A total of 289 376 hospitalizations for STEMI and 843 046 with NSTEMI were analyzed. The income ratio between rich and poor patients ranged from 1.35 in Taiwan to 4.36 in Israel. The incidence of both AMI types was higher among the lowest-income patients in all 6 countries; the most striking differences were seen in Israel, with annual STEMI incidence of 2.1 ‰ in the poorest 20‰ and 1.1 ‰ in the richest 20%, and corresponding figures of 4.8 ‰ and 2.3 ‰ for NSTEMI. The incidence of hard events was higher among the poor.

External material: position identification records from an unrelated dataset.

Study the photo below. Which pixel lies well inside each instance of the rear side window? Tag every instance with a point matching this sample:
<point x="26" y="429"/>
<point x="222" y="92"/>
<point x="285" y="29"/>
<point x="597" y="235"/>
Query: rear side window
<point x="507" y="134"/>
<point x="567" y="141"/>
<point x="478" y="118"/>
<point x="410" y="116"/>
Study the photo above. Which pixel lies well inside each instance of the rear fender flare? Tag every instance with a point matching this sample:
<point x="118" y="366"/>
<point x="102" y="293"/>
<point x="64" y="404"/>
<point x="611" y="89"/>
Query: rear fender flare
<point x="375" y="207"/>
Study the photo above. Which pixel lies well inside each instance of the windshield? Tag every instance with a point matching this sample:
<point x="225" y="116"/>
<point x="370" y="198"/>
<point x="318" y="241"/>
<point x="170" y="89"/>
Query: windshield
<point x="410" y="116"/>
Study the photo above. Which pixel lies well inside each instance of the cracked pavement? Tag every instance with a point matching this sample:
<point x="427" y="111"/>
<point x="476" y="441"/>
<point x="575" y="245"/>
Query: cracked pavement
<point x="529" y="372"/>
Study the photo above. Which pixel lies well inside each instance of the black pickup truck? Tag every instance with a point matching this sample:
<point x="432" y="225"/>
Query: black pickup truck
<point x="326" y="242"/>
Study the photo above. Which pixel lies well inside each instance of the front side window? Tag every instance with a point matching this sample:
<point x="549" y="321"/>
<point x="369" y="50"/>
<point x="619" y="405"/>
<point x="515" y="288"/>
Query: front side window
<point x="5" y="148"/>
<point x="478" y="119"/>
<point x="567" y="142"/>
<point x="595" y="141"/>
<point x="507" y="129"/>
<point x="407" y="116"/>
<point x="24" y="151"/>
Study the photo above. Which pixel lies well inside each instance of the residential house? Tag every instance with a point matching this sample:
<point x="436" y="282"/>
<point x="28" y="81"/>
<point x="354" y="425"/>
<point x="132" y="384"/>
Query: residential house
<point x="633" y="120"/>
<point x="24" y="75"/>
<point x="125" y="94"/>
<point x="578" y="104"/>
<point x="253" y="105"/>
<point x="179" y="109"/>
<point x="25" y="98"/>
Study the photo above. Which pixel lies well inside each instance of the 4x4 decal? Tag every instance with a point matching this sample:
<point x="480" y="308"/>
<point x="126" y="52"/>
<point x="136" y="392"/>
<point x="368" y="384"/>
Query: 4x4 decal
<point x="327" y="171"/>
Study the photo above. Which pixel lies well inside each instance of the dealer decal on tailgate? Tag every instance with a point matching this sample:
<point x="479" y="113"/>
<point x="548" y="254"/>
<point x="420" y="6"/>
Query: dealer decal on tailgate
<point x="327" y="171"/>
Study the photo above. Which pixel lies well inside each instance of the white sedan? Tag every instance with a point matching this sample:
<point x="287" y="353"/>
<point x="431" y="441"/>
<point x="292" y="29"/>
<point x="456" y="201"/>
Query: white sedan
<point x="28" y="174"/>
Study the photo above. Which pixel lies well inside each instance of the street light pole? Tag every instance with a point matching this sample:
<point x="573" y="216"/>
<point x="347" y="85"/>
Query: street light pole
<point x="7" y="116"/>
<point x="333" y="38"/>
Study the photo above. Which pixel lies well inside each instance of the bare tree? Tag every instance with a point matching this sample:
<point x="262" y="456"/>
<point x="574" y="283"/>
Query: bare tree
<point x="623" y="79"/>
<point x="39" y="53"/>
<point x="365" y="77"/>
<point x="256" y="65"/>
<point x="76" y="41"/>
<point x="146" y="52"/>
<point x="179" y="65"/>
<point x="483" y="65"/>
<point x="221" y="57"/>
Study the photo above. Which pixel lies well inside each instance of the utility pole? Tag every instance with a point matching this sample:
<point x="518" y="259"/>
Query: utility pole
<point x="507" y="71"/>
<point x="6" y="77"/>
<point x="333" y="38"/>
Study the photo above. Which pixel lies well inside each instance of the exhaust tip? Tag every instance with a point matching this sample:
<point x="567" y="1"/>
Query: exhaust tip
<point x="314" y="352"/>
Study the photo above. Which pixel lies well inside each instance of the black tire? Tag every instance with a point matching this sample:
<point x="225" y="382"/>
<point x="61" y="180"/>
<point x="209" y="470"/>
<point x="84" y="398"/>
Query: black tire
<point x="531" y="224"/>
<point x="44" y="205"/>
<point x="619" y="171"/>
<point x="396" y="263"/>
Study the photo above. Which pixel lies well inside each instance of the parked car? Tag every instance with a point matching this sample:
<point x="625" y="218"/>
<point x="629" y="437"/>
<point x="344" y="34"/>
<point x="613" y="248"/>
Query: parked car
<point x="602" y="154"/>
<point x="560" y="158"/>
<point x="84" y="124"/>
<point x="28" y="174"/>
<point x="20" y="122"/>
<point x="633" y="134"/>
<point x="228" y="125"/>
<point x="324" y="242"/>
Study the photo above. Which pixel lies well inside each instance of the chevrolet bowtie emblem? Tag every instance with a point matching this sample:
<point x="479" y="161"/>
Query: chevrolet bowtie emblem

With regard to STEMI, the most notable difference in 30-day mortality was seen in Canada (2.9% excess), while in Taiwan it was practically nil; in mortality at one year, the greatest excess mortality among those with lower incomes was seen in Israel (9.1%), while in Taiwan again it was around 0. Regarding NSTEMI, in 30-day mortality the most notable difference was seen in Israel (2.8% excess among the poor) and something similar occurred at 1 year (6.7% excess) while in Taiwan there were no significant differences between poor and rich at 30 days or 1 year.

For cardiac catheterization, the utilization rate was also higher among wealthier patients in all cases, with the greatest difference in England (5.9% excess in STEMI and 9.6% in NSTEMI), and the lowest in Taiwan (2.4% and 1.7% respectively). And for coronary angioplasty, again the biggest difference was seen in England (6.1% and 6.5% for STEMI and NSTEMI) and the smallest in the Netherlands for STEMI (3.3%). and in Taiwan for NSTEMI (1.6%). The length of stay was shorter for wealthier patients, except in Israel and Taiwan, and the 30-day readmission rate was also lower for higher-income patients.

This analysis delivers a series of interesting conclusions. Even in rich countries with good health systems, socioeconomic differences appear to be associated with different rates of resource utilization and evolution of AMI in different socioeconomic strata. It is nonetheless interesting that the country with the least inequality (Taiwan) appears as the one with no difference in mortality from AMI at 30 days and one year; and that the country with the greatest difference in income between rich and poor (Israel) is the one with the greatest difference in mortality for STEMI at one year, and for NSTEMI at 30 days and one year. There is, it is true, no absolute correspondence between the differences in the indication for catheterization and angioplasty and the differences in mortality: England appears as the country with the greatest discrepancy in the use of catheterization and angioplasty between rich and poor for both types of AMI, but it is not for this is the one with the greatest difference in mortality (even for STEMI it is in fourth place among the 6 considered). The poor not only have higher mortality in general: their length of stay time is longer, and their readmission rate is higher, in all countries. This suggests that other factors, beyond revascularization, influence the long-term prognosis. Despite adjusting for age and comorbidities, other factors undoubtedly play a role. And in this sense, it is regrettable that this analysis does not consider, for example, the differences in outpatient drug treatment. We do not have data on antiplatelet drugs, statins, and neurohormonal antagonists; surely part of the differences in the prognosis of the patients go beyond what happens to them in hospitalization: complete medical treatment, frequency of follow-up visits, easier access to the consultation, adequate compliance with diet, recreation and physical activity, are all factors that we know differ between poor and rich and undoubtedly also define their prognosis.